Mar 10, 2006, 22:57 GMT
Los Angeles - A marketing stunt in which a Russian cosmonaut will whack a gold-plated golf ball into orbit from a makeshift tee outside the International Space Station has critics worried that it could down the 53-billion-dollar structure, the Los Angeles Times reported Friday.
The stunt was dreamed up by Canadian company Element 21 Golf to draw attention to its clubs made of an alloy of scandium. The plan calls for the cosmonaut to blast the ball into space at over 27,000 kilometres per hour, sending it 3.36 billion kilometres into orbit before it burns up in the earth's atmosphere in four years' time.

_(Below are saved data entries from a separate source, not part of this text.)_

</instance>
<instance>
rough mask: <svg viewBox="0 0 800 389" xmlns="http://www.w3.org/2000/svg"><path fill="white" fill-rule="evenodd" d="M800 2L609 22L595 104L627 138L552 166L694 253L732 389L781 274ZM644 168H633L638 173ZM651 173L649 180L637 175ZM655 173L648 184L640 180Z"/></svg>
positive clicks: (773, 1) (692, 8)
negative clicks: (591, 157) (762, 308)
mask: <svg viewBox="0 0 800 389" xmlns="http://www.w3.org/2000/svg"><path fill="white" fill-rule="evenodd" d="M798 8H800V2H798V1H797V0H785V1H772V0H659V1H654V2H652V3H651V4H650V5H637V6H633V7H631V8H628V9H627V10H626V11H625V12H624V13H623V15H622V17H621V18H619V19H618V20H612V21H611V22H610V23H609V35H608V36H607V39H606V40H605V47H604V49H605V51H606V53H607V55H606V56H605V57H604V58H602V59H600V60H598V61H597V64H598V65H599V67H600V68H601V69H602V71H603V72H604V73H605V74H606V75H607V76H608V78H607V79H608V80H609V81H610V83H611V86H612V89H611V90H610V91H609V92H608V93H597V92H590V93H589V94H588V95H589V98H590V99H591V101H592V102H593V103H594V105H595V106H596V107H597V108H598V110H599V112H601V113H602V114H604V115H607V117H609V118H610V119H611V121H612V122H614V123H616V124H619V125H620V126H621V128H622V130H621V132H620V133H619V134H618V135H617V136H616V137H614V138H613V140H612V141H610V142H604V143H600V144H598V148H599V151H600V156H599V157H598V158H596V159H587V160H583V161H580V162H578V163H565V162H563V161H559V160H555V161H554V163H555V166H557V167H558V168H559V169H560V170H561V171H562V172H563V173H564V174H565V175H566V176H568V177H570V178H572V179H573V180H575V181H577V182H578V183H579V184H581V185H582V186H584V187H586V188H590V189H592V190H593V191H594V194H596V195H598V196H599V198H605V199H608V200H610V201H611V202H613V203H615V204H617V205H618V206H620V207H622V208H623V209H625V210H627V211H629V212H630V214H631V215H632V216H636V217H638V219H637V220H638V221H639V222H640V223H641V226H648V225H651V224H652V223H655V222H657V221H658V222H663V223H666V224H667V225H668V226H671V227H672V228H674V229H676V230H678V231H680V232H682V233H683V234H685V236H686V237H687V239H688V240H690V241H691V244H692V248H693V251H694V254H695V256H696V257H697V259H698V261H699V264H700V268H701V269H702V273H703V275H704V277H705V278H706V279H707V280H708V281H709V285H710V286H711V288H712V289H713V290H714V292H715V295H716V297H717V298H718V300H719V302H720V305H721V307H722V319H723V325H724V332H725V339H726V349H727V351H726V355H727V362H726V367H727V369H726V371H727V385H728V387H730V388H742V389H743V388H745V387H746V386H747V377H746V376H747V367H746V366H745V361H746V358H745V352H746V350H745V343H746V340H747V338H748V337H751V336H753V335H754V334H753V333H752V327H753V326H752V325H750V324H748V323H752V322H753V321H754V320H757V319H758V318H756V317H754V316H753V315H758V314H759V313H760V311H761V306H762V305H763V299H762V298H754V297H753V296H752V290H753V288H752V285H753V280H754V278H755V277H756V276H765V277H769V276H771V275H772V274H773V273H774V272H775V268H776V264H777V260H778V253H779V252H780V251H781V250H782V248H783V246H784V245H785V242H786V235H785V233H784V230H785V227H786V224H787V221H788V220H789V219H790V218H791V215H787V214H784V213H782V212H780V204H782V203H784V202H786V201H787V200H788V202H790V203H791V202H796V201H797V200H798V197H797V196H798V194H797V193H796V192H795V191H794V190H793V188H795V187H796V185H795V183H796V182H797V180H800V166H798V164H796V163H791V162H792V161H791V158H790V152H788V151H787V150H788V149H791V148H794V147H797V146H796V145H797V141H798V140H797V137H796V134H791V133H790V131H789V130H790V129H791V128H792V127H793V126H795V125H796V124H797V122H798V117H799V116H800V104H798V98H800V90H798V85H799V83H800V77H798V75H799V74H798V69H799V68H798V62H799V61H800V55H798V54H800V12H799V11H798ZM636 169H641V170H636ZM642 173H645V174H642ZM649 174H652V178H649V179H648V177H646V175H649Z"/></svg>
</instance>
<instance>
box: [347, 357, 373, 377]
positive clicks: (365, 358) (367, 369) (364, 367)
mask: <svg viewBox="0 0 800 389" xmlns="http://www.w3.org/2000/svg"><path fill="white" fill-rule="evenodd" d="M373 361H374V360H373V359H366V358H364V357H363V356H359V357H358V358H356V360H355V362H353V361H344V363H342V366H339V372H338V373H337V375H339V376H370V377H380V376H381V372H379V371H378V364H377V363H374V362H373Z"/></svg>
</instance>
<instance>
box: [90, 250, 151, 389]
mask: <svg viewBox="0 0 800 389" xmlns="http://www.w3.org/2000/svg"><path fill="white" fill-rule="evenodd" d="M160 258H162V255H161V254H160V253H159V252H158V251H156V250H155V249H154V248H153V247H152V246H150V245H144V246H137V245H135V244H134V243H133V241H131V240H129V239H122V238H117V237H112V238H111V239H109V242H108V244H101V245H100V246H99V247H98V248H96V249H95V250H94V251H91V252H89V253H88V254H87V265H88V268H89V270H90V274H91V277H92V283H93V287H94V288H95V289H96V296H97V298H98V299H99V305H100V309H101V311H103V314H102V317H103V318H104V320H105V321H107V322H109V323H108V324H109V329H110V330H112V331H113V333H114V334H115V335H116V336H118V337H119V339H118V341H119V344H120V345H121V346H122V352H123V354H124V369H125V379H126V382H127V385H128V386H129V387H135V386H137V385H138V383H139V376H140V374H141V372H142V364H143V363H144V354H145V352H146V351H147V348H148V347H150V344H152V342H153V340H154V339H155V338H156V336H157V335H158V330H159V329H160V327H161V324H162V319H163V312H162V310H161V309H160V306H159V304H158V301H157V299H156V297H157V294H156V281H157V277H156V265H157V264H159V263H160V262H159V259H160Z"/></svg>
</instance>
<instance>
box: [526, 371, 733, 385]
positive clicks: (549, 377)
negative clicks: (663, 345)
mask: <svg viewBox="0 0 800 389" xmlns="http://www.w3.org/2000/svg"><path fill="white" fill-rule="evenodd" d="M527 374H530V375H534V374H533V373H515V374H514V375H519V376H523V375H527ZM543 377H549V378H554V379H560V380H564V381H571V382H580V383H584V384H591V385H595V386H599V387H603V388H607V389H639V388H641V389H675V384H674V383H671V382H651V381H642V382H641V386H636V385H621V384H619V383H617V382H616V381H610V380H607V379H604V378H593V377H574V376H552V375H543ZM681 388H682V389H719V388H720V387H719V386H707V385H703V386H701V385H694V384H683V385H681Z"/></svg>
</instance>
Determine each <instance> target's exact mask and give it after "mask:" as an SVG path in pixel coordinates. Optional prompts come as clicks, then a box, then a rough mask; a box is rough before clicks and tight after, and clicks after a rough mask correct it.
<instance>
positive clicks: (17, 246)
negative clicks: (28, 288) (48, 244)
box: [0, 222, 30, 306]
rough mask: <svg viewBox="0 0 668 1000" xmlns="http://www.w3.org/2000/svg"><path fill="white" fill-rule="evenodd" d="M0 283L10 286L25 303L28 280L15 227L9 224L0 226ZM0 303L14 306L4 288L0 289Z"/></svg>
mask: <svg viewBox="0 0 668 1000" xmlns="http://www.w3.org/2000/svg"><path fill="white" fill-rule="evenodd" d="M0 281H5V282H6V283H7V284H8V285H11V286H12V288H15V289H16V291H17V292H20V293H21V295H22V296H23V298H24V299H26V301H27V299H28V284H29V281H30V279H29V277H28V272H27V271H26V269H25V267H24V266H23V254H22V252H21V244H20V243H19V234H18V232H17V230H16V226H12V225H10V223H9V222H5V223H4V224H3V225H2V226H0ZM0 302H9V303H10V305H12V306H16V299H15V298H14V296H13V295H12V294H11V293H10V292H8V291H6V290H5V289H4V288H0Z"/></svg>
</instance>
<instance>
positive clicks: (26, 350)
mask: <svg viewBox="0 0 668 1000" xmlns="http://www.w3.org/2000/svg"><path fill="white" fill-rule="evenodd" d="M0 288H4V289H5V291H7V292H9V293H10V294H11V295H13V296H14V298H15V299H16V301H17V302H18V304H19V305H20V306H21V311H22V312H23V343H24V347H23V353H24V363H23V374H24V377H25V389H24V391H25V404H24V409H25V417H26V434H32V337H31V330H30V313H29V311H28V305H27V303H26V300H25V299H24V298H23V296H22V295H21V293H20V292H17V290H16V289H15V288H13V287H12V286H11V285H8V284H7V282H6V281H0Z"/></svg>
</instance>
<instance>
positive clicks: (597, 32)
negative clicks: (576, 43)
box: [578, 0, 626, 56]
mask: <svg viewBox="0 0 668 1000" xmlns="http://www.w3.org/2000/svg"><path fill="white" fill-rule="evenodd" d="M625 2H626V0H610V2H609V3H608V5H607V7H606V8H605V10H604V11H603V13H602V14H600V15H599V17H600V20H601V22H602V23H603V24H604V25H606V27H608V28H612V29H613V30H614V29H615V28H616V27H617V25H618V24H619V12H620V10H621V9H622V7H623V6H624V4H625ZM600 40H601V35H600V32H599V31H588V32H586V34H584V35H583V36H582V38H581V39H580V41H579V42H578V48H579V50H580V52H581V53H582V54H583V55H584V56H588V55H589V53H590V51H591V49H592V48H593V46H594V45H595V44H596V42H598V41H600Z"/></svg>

But critics claim that a sliced shot could punch a hole in the yet-to-be completed space station and send the wrong message about the commercialization of science. The golf ball also could become an incoming missile in a later orbit, posing a danger to future space missions.
'Is this the right message to be sending to taxpayers in America, Russia, Europe and Japan that it's OK to do a stunt like this?' said Keith Cowing of NASAWatch. com, a Web site that frequently challenges NASA policies.
Officials at NASA and at the Russian Federal Space Agency deny the stunt poses a threat to spacecraft or cheapens the scientific mission of the space station, but the report said that NASA has yet to complete its safety analysis.